The Son of Perdition

Paul prophesies about a future “the man of lawlessness [anomia], the son of destruction [apoleia]” in 2 Thess. 2:3. Most people misunderstand this because they fail to relate it to Judas, the son of apoleia, “perdition, loss.” Judas was the believer who betrayed Jesus, not some “antichrist” who was to arise. In fact, Judas sided with the antichrists, even as Ahithophel had sided with Absalom who usurped the throne of David a thousand years earlier.

It is only by connecting Judas to David’s friend who betrayed him (Ahithophel) that we can begin to understand Paul’s prophecy behind the son of perdition.
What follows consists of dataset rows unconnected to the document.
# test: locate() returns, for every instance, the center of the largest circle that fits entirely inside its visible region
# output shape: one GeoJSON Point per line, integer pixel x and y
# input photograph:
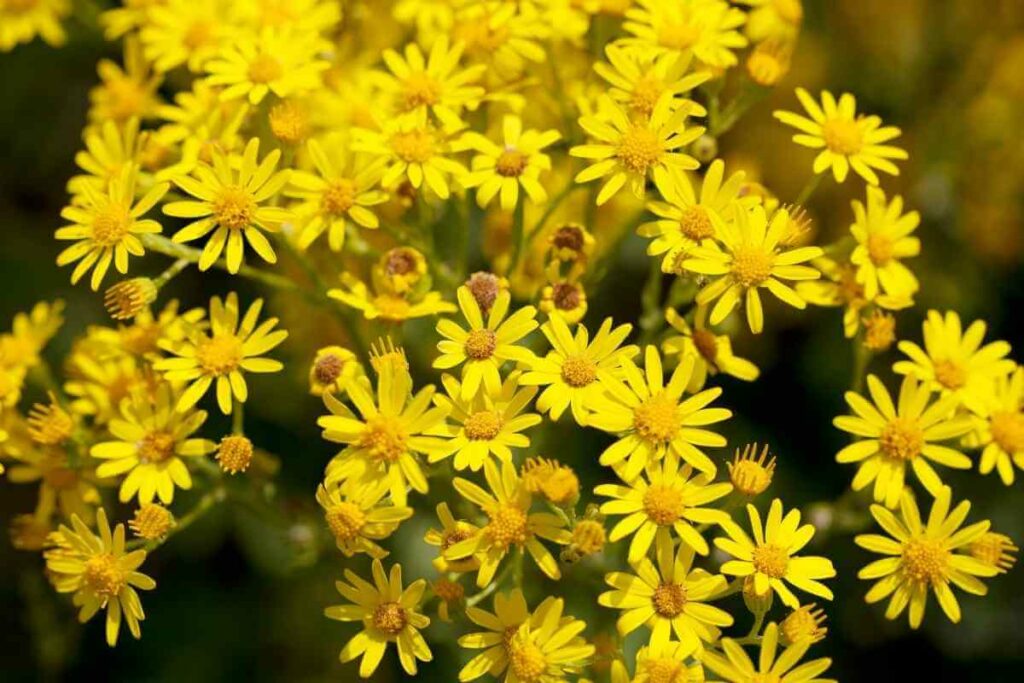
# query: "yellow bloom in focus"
{"type": "Point", "coordinates": [485, 346]}
{"type": "Point", "coordinates": [633, 152]}
{"type": "Point", "coordinates": [574, 371]}
{"type": "Point", "coordinates": [388, 613]}
{"type": "Point", "coordinates": [954, 361]}
{"type": "Point", "coordinates": [654, 420]}
{"type": "Point", "coordinates": [484, 425]}
{"type": "Point", "coordinates": [340, 191]}
{"type": "Point", "coordinates": [713, 353]}
{"type": "Point", "coordinates": [503, 168]}
{"type": "Point", "coordinates": [105, 226]}
{"type": "Point", "coordinates": [230, 348]}
{"type": "Point", "coordinates": [846, 139]}
{"type": "Point", "coordinates": [228, 206]}
{"type": "Point", "coordinates": [752, 259]}
{"type": "Point", "coordinates": [99, 572]}
{"type": "Point", "coordinates": [736, 666]}
{"type": "Point", "coordinates": [899, 434]}
{"type": "Point", "coordinates": [510, 523]}
{"type": "Point", "coordinates": [771, 556]}
{"type": "Point", "coordinates": [668, 499]}
{"type": "Point", "coordinates": [922, 556]}
{"type": "Point", "coordinates": [152, 439]}
{"type": "Point", "coordinates": [670, 598]}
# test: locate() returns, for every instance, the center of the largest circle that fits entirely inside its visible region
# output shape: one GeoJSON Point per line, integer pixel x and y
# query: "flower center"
{"type": "Point", "coordinates": [390, 617]}
{"type": "Point", "coordinates": [482, 426]}
{"type": "Point", "coordinates": [663, 504]}
{"type": "Point", "coordinates": [925, 560]}
{"type": "Point", "coordinates": [669, 599]}
{"type": "Point", "coordinates": [233, 208]}
{"type": "Point", "coordinates": [901, 439]}
{"type": "Point", "coordinates": [639, 150]}
{"type": "Point", "coordinates": [480, 344]}
{"type": "Point", "coordinates": [219, 354]}
{"type": "Point", "coordinates": [771, 560]}
{"type": "Point", "coordinates": [843, 136]}
{"type": "Point", "coordinates": [656, 419]}
{"type": "Point", "coordinates": [752, 265]}
{"type": "Point", "coordinates": [579, 372]}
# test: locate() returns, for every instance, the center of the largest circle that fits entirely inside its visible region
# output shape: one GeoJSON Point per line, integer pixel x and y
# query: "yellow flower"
{"type": "Point", "coordinates": [577, 368]}
{"type": "Point", "coordinates": [670, 598]}
{"type": "Point", "coordinates": [152, 439]}
{"type": "Point", "coordinates": [901, 434]}
{"type": "Point", "coordinates": [486, 345]}
{"type": "Point", "coordinates": [356, 518]}
{"type": "Point", "coordinates": [229, 207]}
{"type": "Point", "coordinates": [231, 348]}
{"type": "Point", "coordinates": [713, 353]}
{"type": "Point", "coordinates": [518, 161]}
{"type": "Point", "coordinates": [753, 259]}
{"type": "Point", "coordinates": [484, 425]}
{"type": "Point", "coordinates": [635, 151]}
{"type": "Point", "coordinates": [668, 499]}
{"type": "Point", "coordinates": [383, 441]}
{"type": "Point", "coordinates": [846, 139]}
{"type": "Point", "coordinates": [771, 556]}
{"type": "Point", "coordinates": [509, 523]}
{"type": "Point", "coordinates": [922, 556]}
{"type": "Point", "coordinates": [340, 190]}
{"type": "Point", "coordinates": [953, 360]}
{"type": "Point", "coordinates": [388, 613]}
{"type": "Point", "coordinates": [543, 645]}
{"type": "Point", "coordinates": [654, 420]}
{"type": "Point", "coordinates": [105, 226]}
{"type": "Point", "coordinates": [284, 62]}
{"type": "Point", "coordinates": [736, 666]}
{"type": "Point", "coordinates": [99, 572]}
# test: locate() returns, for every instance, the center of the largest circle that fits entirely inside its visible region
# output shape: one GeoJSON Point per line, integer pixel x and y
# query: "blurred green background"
{"type": "Point", "coordinates": [241, 595]}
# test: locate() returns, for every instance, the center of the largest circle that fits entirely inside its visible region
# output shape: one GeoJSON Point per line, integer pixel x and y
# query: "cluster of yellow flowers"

The role of Absalom, the antichrist (who usurped the throne of David) was replayed by Caiaphas. The role of Ahithophel was replayed by Judas. The role of David was replayed by Jesus.

At the second coming of Christ, this story is being replayed a third time on a greater scale. Once again, the Jewish leadership is attempting to usurp Christ’s place so that they may rule the world in their own carnal manner according to an Old Covenant understanding of the law. Zionism itself supports their counterfeit Kingdom, and the Judas of the day is Christian Zionism, which betrays Christ by supporting those who hate Him without a cause.

Hence, even as Judas was the disciple who was “lost,” so also the Judas company today is the modern “son of perdition” that supports the usurpers of Christ’s throne. Such betrayal was prophesied many times in the psalms when David wrote about his friend, Ahithophel. We see it again in the New Testament in the story of Judas. We are now watching it unfold on a greater scale in the world in relation to the second coming of Christ.

But Jesus prayed that the eleven would not be lost, and we may also include with them a greater body of people, those who have kept the word that Christ gave them, those who have been faithful to be ambassadors of Christ with the ministry of reconciliation.